Children Suffer in Alabama Immigration Fight

Civil rights leaders in Alabama and across the nation are expressing concern that the severe lack of stability created in Latino families by the state’s new anti-immigrant law, H.B. 56, has led to a humanitarian crisis in Alabama.

During a press conference lead by the National Immigration Forum Thursday, Alabama educators and community leaders agreed that the major problem with this law is that children are bearing the weight of the suffering due to a part of the law that instructs schools to inquire about every student’s immigration status.

This week alone the state’s implementation of the law has led to thousands of students staying home from school in fear of repercussions from the state. And in at least one instance, as reported by Mary Bauer of the Southern Poverty Law Center, Latino children were asked to assemble in their school cafeteria and then raise their hands to indicate whether or not they were born in the United States.
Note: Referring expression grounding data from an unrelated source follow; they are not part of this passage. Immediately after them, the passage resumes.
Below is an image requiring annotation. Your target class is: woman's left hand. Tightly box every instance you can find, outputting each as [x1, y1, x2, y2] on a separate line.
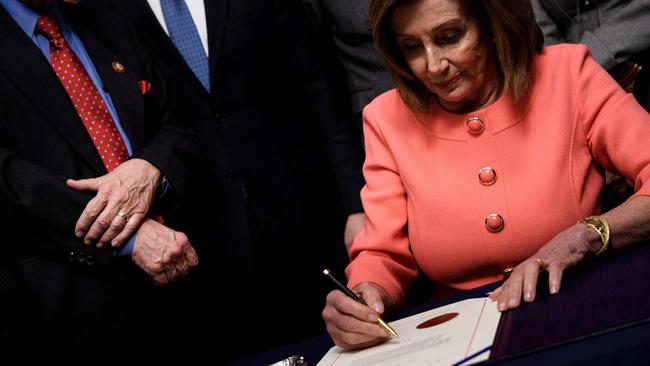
[489, 223, 597, 311]
[67, 158, 162, 249]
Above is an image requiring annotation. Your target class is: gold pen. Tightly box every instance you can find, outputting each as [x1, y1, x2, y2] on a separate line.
[322, 269, 399, 337]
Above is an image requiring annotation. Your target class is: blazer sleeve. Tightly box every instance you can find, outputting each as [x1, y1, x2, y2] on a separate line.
[0, 149, 112, 264]
[274, 0, 365, 214]
[345, 101, 418, 307]
[572, 46, 650, 196]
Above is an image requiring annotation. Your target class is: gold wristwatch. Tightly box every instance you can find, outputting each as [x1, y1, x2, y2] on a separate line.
[578, 216, 610, 256]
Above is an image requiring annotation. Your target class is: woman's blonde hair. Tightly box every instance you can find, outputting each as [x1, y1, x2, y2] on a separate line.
[370, 0, 544, 111]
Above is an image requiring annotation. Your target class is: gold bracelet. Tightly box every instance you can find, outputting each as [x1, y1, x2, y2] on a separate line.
[578, 215, 610, 256]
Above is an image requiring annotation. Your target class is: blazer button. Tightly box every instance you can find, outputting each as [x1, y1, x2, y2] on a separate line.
[76, 252, 86, 262]
[485, 213, 504, 232]
[466, 117, 485, 135]
[68, 251, 76, 262]
[502, 267, 514, 278]
[85, 256, 95, 266]
[478, 167, 497, 185]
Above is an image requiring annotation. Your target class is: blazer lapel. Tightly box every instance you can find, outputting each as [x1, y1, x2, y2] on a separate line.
[0, 7, 105, 174]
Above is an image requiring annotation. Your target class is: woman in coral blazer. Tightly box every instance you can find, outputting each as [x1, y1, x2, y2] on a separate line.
[322, 0, 650, 350]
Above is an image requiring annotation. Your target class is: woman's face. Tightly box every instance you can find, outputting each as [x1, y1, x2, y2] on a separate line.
[391, 0, 500, 112]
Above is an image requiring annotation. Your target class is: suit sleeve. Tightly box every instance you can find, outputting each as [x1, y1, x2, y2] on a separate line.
[0, 149, 112, 264]
[533, 0, 650, 71]
[577, 1, 650, 70]
[125, 22, 199, 210]
[274, 0, 365, 214]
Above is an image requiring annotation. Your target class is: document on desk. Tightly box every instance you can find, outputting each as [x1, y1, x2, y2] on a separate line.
[317, 297, 500, 366]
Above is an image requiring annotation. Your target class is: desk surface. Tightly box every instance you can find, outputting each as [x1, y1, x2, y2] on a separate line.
[232, 243, 650, 366]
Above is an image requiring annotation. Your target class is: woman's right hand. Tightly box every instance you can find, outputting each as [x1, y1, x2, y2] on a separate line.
[322, 282, 393, 350]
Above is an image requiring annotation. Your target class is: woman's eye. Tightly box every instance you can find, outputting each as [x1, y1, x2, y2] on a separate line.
[437, 30, 461, 44]
[402, 42, 421, 51]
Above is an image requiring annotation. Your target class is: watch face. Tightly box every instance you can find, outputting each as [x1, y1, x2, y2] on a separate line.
[586, 216, 606, 231]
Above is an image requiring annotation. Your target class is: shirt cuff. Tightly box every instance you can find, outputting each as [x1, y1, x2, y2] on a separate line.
[113, 234, 136, 257]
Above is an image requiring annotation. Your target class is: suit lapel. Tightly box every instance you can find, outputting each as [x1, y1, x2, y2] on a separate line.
[64, 4, 145, 150]
[205, 0, 228, 91]
[123, 0, 210, 96]
[0, 6, 105, 174]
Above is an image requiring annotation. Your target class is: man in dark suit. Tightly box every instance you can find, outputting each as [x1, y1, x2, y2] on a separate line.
[0, 0, 199, 358]
[532, 0, 649, 111]
[302, 0, 394, 140]
[98, 0, 366, 361]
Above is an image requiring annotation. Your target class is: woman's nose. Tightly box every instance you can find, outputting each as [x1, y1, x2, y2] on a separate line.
[425, 47, 448, 76]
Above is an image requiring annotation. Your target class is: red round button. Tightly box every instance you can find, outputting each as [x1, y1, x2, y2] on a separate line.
[467, 117, 484, 135]
[478, 167, 497, 185]
[485, 214, 504, 232]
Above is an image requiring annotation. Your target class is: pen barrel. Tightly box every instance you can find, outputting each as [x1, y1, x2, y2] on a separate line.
[322, 269, 399, 338]
[324, 271, 363, 301]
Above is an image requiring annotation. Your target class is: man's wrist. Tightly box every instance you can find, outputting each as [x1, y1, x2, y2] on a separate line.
[113, 235, 136, 257]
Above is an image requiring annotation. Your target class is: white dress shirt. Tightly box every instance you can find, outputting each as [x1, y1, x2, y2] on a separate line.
[146, 0, 209, 56]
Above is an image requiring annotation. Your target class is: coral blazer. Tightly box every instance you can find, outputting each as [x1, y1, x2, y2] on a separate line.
[347, 44, 650, 305]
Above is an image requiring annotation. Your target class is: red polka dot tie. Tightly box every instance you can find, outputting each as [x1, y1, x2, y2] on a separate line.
[36, 15, 128, 172]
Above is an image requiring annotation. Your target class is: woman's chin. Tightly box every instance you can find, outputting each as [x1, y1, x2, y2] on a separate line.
[436, 93, 470, 108]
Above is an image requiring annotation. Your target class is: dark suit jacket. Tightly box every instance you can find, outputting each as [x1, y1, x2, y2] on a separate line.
[302, 0, 393, 116]
[532, 0, 650, 110]
[0, 1, 196, 356]
[99, 0, 365, 361]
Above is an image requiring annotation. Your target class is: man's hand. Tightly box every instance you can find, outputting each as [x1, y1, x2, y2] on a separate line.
[67, 158, 162, 248]
[131, 218, 199, 286]
[344, 213, 366, 255]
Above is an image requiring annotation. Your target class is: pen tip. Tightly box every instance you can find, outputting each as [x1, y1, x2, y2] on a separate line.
[322, 269, 330, 275]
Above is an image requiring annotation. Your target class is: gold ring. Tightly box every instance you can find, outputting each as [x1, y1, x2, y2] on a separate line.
[116, 211, 128, 220]
[532, 258, 544, 266]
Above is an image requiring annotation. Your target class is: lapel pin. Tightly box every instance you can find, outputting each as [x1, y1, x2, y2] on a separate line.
[112, 61, 125, 73]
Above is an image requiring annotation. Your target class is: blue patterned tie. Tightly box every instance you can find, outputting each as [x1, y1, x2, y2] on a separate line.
[160, 0, 210, 91]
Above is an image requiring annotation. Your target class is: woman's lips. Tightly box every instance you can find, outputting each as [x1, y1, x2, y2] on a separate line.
[434, 73, 462, 89]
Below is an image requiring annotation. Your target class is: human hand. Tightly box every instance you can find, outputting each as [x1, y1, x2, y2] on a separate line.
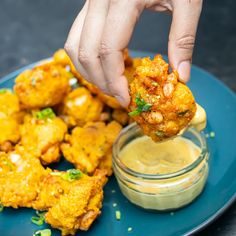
[65, 0, 202, 107]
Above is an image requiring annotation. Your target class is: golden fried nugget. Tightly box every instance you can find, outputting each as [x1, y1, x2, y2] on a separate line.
[20, 111, 67, 165]
[33, 169, 107, 235]
[53, 49, 83, 82]
[14, 62, 71, 109]
[128, 55, 196, 142]
[59, 87, 104, 127]
[0, 90, 22, 151]
[0, 89, 20, 116]
[61, 121, 122, 175]
[0, 115, 20, 152]
[0, 146, 50, 208]
[45, 170, 106, 235]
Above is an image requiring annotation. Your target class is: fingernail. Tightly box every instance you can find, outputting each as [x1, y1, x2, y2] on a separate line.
[177, 61, 191, 82]
[114, 95, 128, 108]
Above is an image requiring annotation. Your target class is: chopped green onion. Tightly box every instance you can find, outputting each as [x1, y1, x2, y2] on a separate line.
[128, 227, 132, 232]
[0, 204, 4, 212]
[128, 110, 140, 117]
[62, 169, 82, 181]
[0, 89, 9, 94]
[33, 229, 51, 236]
[115, 210, 121, 220]
[51, 169, 82, 182]
[128, 94, 152, 117]
[209, 131, 215, 138]
[31, 211, 46, 226]
[36, 108, 56, 120]
[205, 132, 215, 139]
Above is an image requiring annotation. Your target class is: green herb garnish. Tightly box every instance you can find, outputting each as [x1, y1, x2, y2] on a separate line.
[128, 94, 152, 117]
[0, 89, 8, 94]
[0, 204, 4, 212]
[31, 211, 46, 226]
[115, 210, 121, 220]
[36, 108, 56, 120]
[209, 131, 215, 138]
[33, 229, 51, 236]
[62, 169, 83, 181]
[50, 169, 83, 182]
[128, 227, 132, 232]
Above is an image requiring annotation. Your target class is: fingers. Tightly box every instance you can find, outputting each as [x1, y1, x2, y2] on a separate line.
[78, 0, 110, 93]
[168, 0, 202, 82]
[100, 0, 145, 107]
[64, 1, 89, 80]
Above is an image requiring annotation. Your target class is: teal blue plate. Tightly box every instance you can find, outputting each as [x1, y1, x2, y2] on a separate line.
[0, 51, 235, 236]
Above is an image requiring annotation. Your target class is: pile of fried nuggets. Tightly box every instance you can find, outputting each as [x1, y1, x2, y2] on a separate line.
[0, 49, 139, 235]
[0, 48, 197, 235]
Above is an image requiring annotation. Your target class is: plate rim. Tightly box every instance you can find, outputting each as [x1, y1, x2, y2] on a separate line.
[0, 51, 235, 236]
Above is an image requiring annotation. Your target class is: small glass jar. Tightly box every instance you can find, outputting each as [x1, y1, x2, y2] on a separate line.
[112, 123, 209, 211]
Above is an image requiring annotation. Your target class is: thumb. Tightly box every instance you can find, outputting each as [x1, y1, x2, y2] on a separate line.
[168, 0, 202, 82]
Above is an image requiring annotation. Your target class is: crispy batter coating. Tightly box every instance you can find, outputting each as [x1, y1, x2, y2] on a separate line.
[0, 146, 50, 208]
[53, 49, 82, 81]
[0, 145, 106, 235]
[0, 115, 20, 152]
[129, 55, 196, 142]
[14, 63, 71, 109]
[33, 169, 107, 235]
[59, 87, 104, 127]
[0, 89, 20, 116]
[46, 170, 106, 235]
[20, 114, 67, 165]
[61, 121, 122, 175]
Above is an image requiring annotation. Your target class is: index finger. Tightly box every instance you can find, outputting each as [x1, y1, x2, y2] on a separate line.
[99, 0, 144, 107]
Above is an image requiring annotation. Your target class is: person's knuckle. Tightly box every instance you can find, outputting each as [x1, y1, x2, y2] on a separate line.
[64, 42, 73, 56]
[99, 42, 114, 58]
[175, 34, 195, 50]
[78, 47, 90, 66]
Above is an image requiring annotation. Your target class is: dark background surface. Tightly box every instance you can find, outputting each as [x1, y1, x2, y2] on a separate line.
[0, 0, 235, 235]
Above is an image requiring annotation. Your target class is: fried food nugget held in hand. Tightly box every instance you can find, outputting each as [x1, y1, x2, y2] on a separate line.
[20, 108, 67, 165]
[59, 87, 104, 127]
[61, 121, 122, 175]
[128, 55, 196, 142]
[33, 169, 107, 235]
[14, 63, 71, 109]
[0, 146, 50, 208]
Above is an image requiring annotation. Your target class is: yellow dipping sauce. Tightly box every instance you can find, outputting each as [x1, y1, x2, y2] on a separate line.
[120, 136, 200, 175]
[113, 125, 209, 211]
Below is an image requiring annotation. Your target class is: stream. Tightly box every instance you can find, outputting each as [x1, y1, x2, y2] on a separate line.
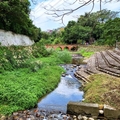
[37, 64, 84, 113]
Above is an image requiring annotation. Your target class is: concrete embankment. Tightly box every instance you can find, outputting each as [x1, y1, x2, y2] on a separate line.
[67, 102, 120, 120]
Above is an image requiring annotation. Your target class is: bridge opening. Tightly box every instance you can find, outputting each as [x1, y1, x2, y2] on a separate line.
[64, 47, 69, 51]
[71, 47, 78, 51]
[56, 47, 62, 51]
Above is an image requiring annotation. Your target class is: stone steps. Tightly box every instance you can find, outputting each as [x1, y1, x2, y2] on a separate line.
[107, 50, 120, 65]
[75, 49, 120, 83]
[74, 66, 90, 83]
[85, 55, 99, 74]
[100, 51, 120, 69]
[95, 52, 120, 77]
[74, 55, 100, 83]
[114, 48, 120, 56]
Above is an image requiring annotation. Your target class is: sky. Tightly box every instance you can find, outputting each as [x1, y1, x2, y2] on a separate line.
[29, 0, 120, 31]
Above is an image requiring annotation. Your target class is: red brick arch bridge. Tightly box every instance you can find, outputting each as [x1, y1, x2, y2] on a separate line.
[45, 44, 79, 51]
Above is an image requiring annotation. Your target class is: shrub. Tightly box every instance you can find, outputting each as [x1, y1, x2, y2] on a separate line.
[0, 43, 50, 72]
[79, 48, 94, 58]
[53, 50, 72, 63]
[29, 61, 43, 72]
[32, 42, 49, 57]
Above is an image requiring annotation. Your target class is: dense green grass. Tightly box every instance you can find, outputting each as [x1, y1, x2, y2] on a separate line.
[40, 50, 72, 65]
[0, 66, 64, 115]
[78, 48, 94, 58]
[73, 45, 111, 58]
[0, 46, 71, 115]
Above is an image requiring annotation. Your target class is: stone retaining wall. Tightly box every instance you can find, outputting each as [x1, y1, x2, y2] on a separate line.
[0, 29, 34, 46]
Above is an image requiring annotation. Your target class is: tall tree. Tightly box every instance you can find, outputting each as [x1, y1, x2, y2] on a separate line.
[102, 18, 120, 46]
[0, 0, 41, 41]
[77, 10, 119, 41]
[62, 10, 119, 44]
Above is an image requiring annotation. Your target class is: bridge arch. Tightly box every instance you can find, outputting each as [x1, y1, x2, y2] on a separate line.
[55, 46, 62, 51]
[45, 44, 78, 51]
[64, 46, 69, 51]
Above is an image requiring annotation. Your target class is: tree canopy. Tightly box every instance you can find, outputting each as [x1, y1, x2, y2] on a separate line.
[61, 9, 119, 45]
[0, 0, 41, 41]
[102, 17, 120, 46]
[42, 9, 120, 47]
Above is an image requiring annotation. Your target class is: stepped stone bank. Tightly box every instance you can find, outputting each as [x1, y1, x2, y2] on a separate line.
[75, 48, 120, 82]
[0, 29, 34, 46]
[73, 48, 120, 120]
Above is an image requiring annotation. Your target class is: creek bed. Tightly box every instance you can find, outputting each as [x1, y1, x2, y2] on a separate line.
[37, 64, 84, 113]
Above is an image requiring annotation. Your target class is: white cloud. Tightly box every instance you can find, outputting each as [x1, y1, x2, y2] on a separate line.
[29, 0, 120, 31]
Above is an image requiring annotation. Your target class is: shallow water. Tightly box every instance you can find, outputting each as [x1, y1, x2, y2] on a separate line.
[38, 64, 84, 112]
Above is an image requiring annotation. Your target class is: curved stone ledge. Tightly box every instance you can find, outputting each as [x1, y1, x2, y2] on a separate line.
[67, 102, 120, 120]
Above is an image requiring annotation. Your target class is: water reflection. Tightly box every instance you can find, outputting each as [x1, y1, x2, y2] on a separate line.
[55, 77, 82, 96]
[38, 64, 84, 112]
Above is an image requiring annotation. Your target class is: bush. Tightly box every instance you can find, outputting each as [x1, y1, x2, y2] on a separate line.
[53, 50, 72, 63]
[94, 39, 105, 45]
[0, 46, 32, 72]
[29, 61, 43, 72]
[46, 48, 55, 55]
[79, 48, 94, 58]
[0, 43, 50, 72]
[0, 65, 64, 115]
[105, 39, 115, 46]
[32, 42, 49, 57]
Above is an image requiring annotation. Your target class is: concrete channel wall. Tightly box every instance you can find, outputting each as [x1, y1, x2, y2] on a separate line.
[67, 102, 120, 120]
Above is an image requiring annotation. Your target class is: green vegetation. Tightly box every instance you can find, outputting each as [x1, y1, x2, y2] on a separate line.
[40, 50, 72, 65]
[84, 74, 120, 109]
[0, 66, 64, 115]
[71, 45, 111, 58]
[0, 0, 120, 115]
[0, 1, 119, 46]
[78, 48, 94, 58]
[0, 44, 71, 115]
[41, 9, 120, 47]
[101, 17, 120, 46]
[0, 0, 41, 41]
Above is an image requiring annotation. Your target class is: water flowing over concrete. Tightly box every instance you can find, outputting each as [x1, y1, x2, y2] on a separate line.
[0, 29, 34, 46]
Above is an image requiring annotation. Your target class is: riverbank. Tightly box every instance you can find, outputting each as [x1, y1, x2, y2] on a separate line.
[84, 74, 120, 109]
[1, 45, 119, 119]
[76, 45, 120, 110]
[0, 47, 71, 115]
[0, 64, 84, 120]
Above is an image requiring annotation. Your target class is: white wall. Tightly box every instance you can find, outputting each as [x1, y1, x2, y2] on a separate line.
[0, 29, 34, 46]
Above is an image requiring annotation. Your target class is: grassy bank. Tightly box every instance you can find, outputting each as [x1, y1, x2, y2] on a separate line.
[84, 74, 120, 109]
[77, 45, 112, 58]
[0, 45, 72, 115]
[0, 66, 64, 115]
[77, 45, 120, 109]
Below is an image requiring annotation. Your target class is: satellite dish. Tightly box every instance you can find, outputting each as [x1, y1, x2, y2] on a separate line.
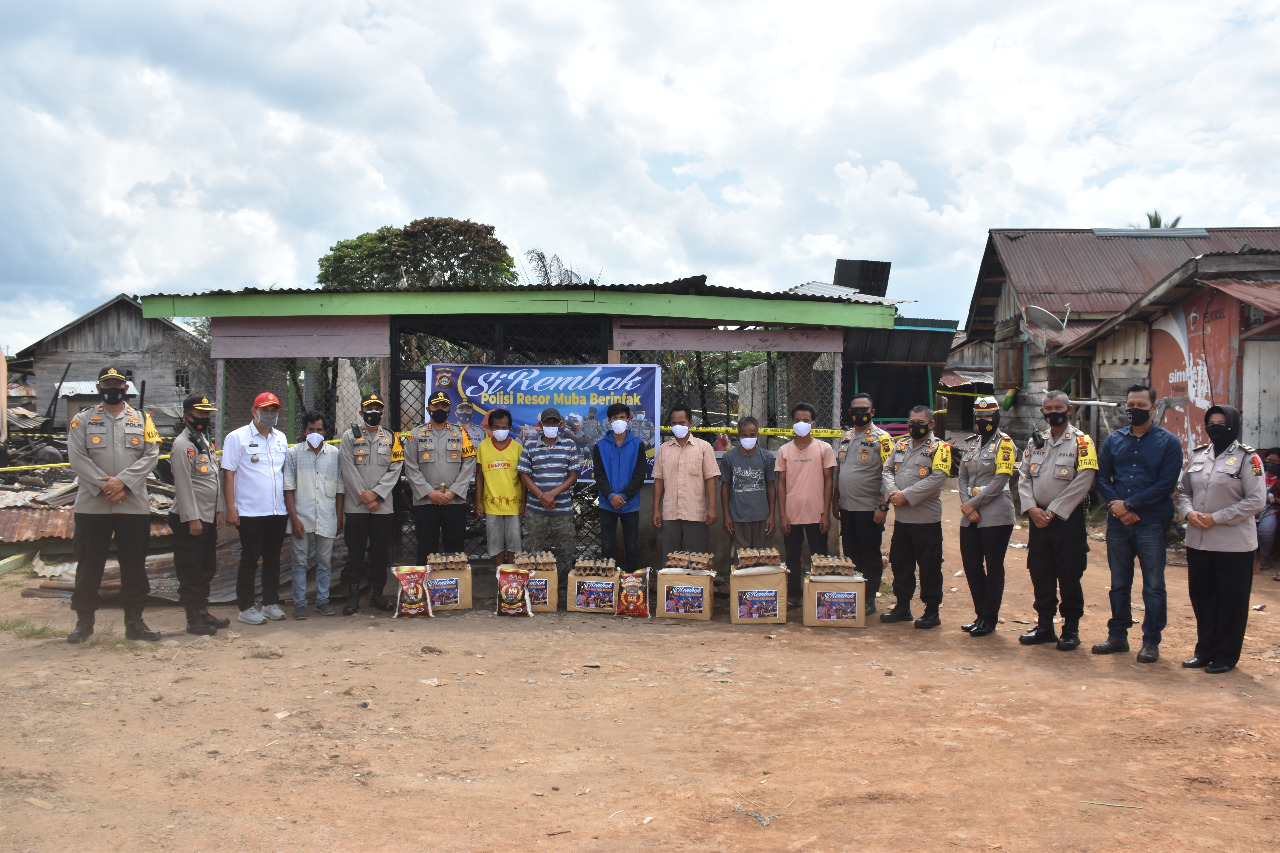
[1024, 303, 1071, 351]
Other reports show increased incidents of bullying and high amounts distress among children afraid of having to leave their schools, homes, and friends due to the threat of deportation.

H.B. 56, signed into law by Alabama Governor Robert Bentley on June 16, is widely considered by many civil and human rights and immigration advocates to be the most draconian law of its kind in the nation. Civil rights groups are appealing a federal court judge’s recent decision to uphold the most harmful provisions of the law, including the provision requiring schools to check a student’s immigration status.